Dedupe and Scheduling

Pipeline setup is a three step process:

  • Ingestion configuration
  • Dedupe and Scheduling
  • Destination setup

Dedupe and Scheduling

After setting up the ingestion details, we define the pipeline schedule and the data dedupe strategy.

Schedule

Select the schedule at which you want to run the pipeline.

The schedules can be created/edited/viewed by navigating to the "Schedules" tab. In addition you can view all the pipelines associated with a given schedule.

tip

The schedules (timezones) are daylight savings aware and the schedules are adjusted automatically.

Dedupe

Next select the Dedupe Strategy. This defines how the data is synchronized between the source and the destination. The different strategies and their details are listed here.

For incremental dedupe strategies the following metadata is required:

  • The unique keys
  • The sort/cursor keys

JSON Paths

JSON Path is a query language for JSON. ELT Data lets you define the JSON Path to specify the required JSON fields.

A JSONPath expression specifies a path to an element (or a set of elements) in a JSON structure.
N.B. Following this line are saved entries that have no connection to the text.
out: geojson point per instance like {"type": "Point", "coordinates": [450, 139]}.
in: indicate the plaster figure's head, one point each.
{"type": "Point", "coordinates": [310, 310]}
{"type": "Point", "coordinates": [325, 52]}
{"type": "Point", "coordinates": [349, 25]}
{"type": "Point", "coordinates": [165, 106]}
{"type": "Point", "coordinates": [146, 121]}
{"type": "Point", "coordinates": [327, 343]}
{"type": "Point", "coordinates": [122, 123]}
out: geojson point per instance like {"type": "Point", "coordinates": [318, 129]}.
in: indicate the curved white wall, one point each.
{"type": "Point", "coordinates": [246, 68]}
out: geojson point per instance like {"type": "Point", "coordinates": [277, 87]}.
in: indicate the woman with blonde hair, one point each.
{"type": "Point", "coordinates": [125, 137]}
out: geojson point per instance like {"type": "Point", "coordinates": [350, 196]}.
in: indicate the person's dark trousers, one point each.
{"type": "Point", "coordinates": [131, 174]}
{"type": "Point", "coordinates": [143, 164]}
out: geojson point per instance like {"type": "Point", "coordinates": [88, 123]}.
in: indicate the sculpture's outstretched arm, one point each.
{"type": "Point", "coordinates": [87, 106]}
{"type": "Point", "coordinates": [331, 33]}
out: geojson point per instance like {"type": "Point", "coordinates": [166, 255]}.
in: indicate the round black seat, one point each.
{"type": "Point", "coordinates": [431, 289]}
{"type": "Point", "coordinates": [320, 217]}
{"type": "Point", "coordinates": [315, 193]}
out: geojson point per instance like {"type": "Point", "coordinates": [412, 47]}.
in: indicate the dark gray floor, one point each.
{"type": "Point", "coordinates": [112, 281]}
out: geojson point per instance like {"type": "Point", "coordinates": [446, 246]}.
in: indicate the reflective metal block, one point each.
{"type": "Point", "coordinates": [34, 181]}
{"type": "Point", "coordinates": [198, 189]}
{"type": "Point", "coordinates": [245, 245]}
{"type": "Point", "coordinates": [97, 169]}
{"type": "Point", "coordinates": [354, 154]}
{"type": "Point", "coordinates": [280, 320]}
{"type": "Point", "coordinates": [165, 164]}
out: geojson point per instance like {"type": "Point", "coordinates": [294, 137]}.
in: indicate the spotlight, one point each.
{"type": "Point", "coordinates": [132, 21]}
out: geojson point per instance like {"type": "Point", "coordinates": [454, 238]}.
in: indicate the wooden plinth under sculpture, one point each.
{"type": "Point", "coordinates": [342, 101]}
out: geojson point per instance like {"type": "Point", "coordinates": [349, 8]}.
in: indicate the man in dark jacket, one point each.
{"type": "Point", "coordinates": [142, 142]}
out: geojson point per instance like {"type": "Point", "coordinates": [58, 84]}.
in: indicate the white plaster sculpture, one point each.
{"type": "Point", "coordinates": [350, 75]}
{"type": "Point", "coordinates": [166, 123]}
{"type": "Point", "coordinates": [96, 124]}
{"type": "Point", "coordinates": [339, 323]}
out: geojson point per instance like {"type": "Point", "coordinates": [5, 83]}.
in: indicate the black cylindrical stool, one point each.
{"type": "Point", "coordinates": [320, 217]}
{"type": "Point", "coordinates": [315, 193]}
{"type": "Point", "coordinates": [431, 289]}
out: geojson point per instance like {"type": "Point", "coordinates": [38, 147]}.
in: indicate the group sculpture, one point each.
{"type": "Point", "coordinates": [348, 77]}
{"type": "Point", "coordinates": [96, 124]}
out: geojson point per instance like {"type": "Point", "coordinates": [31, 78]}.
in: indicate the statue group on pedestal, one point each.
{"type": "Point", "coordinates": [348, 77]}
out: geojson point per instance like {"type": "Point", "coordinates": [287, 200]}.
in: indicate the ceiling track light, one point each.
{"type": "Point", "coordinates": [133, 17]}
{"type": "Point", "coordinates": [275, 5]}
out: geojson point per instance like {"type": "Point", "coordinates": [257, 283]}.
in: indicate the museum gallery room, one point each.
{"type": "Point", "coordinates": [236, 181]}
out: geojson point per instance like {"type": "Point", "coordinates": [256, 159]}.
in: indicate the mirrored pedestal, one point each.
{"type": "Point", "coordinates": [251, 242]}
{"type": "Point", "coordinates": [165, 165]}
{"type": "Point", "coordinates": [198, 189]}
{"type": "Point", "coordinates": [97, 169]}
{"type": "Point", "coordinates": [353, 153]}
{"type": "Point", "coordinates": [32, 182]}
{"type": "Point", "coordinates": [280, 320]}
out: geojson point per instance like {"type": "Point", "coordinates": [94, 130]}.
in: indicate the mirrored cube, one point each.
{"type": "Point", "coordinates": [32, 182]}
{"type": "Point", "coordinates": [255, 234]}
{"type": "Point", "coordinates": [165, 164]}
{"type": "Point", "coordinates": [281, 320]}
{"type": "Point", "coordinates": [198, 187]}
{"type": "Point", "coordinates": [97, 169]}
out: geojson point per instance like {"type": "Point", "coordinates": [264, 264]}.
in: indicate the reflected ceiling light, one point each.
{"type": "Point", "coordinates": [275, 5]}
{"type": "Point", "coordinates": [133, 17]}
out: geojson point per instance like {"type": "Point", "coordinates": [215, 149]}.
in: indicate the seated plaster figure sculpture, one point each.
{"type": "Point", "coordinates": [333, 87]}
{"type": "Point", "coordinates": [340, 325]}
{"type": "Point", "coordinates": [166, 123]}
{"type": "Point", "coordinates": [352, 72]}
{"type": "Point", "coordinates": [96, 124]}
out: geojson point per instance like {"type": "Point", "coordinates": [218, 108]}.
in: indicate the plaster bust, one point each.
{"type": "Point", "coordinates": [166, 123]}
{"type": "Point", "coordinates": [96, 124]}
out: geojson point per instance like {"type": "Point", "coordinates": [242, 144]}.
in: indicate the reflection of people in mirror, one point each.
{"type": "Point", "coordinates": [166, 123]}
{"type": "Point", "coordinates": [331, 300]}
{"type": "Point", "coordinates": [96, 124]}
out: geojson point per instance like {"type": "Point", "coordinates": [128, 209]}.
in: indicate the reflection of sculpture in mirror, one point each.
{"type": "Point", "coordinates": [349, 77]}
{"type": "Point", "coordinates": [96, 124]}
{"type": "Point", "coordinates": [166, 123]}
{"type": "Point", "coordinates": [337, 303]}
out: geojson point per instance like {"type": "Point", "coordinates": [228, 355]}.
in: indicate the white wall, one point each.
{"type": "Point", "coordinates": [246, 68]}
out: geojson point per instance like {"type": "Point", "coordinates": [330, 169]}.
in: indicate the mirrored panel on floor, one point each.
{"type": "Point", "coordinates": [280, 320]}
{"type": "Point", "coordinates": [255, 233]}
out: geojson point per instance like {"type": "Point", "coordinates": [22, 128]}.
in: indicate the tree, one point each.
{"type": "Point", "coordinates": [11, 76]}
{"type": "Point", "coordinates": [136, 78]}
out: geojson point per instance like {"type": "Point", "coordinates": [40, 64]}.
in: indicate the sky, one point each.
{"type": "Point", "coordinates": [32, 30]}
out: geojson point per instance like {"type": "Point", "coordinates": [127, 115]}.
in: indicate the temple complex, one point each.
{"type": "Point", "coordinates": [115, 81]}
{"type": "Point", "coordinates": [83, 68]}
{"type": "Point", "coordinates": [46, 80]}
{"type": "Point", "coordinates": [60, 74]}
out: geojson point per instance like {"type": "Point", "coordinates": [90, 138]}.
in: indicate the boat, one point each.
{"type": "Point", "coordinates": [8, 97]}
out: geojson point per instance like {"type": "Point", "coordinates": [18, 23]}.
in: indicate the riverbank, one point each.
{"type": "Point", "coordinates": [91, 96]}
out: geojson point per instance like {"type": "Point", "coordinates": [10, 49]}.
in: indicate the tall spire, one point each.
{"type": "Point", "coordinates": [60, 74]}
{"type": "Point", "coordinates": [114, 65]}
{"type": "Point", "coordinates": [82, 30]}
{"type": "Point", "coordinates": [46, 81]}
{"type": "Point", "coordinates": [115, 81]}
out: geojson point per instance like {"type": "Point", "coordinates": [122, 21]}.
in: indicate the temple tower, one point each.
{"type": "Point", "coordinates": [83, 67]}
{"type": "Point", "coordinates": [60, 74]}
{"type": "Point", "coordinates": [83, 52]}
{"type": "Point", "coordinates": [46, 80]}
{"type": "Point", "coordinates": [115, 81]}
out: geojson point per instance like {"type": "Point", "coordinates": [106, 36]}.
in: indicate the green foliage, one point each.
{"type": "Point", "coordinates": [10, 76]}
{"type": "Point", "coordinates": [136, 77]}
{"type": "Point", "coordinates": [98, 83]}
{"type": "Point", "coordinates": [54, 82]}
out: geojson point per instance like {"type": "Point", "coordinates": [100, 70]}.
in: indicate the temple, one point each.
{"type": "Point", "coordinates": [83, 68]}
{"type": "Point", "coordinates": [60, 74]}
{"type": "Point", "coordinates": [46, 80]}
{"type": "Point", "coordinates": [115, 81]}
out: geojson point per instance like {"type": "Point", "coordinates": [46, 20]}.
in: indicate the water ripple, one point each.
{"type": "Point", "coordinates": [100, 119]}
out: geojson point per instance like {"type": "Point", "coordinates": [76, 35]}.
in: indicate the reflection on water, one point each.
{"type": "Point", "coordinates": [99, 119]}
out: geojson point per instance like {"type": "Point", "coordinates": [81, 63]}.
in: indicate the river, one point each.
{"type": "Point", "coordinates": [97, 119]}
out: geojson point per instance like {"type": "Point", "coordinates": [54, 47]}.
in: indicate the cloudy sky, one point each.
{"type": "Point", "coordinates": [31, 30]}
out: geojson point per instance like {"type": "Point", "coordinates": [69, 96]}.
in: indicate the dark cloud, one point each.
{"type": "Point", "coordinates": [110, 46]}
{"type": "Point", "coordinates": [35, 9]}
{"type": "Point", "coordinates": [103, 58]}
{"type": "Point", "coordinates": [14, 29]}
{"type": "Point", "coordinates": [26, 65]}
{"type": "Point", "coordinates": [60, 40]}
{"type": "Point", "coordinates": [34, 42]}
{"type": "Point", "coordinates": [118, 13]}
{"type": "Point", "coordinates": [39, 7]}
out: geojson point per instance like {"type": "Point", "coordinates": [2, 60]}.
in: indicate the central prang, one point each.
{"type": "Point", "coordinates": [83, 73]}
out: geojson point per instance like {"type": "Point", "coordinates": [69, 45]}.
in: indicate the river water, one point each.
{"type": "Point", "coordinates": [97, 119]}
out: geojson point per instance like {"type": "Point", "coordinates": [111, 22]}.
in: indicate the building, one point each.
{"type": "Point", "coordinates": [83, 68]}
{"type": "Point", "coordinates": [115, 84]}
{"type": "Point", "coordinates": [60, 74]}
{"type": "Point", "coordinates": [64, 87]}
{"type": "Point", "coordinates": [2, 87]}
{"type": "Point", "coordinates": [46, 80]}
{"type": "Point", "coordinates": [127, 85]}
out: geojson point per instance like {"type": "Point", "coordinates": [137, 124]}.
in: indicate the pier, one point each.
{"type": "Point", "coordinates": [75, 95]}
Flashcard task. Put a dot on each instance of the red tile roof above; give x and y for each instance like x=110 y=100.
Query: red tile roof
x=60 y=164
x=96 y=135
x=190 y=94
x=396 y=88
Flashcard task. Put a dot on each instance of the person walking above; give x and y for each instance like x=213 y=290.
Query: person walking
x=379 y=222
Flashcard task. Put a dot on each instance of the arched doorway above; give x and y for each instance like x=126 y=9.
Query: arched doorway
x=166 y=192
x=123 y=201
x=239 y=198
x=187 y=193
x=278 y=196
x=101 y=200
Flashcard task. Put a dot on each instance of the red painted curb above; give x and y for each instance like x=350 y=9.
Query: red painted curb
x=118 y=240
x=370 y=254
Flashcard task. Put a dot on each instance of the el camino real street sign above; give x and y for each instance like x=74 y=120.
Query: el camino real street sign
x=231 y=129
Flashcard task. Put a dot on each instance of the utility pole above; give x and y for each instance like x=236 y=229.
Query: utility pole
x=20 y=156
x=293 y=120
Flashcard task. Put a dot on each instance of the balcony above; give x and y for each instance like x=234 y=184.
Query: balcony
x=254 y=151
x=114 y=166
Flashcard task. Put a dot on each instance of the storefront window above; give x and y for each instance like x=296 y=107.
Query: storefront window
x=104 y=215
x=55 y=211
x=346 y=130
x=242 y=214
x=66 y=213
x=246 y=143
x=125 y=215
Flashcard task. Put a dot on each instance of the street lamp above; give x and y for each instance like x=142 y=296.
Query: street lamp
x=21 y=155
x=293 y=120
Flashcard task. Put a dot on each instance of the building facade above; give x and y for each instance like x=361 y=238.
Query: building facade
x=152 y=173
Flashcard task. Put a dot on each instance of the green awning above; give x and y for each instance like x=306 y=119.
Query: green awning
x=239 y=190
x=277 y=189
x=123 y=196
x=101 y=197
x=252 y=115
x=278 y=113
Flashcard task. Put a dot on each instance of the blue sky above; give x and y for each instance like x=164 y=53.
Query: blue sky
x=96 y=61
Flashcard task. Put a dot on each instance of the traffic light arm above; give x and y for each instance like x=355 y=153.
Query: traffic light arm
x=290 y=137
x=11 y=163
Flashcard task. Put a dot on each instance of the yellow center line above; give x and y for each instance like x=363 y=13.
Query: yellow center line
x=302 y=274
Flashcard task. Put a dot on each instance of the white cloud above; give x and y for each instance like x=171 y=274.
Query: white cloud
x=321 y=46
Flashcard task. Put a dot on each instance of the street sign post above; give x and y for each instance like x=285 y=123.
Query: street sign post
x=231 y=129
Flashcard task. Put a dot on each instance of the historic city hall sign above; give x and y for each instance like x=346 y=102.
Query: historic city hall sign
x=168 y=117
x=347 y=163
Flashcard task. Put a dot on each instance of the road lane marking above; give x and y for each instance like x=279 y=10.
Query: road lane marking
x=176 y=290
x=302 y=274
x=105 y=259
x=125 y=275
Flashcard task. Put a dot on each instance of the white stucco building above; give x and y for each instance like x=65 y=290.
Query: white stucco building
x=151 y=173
Paths can use the dot notation:

$.store.book[0].title

Note that dots are only used before property names not in brackets.

Example
{
"store": {
"book": [
{
"category": "reference",
"author": "Nigel Rees",
"title": "Sayings of the Century",
"price": 8.95
},
{
"category": "fiction",
"author": "Evelyn Waugh",
"title": "Sword of Honour",
"price": 12.99
},
{
"category": "fiction",
"author": "Herman Melville",
"title": "Moby Dick",
"isbn": "0-553-21311-3",
"price": 8.99
},
{
"category": "fiction",
"author": "J. R. R. Tolkien",
"title": "The Lord of the Rings",
"isbn": "0-395-19395-8",
"price": 22.99
}
],
"bicycle": {
"color": "red",
"price": 19.95
}
},
"expensive": 10
}
JsonPathResult
$.store.book[*].authorThe authors of all books
$..authorAll authors
$.store.*All things, both books and bicycles
$.store.book[*].priceThe price of all the books
$..book[2]The third book
$..book.length()The number of books

Dedupe Keys/Unique Keys Json Paths

Unique keys are required to identify the unique required. This info is used to decide if the record needs to be updated or inserted. The unique keys are defined using the JSON Path. If the unique record is a composite key you can define multiple paths.

In the above e.g if the category and author define a unique key then the unique keys can be defined as a combination of-

$.store.book[*].category

$.store.book[*].author

ELT Data will derive the unique keys from the JSON Path and use it for running incremental dedupe.

The UI provides a JSON path select editor as well as a manual input box.

Sort Keys Json Paths

Sort keys are required to identify the latest record in case we find duplicate records.

The sort keys too are defined using the JSON Path. You can define multiple keys in sort keys and the data will be sorted as per the specified keys.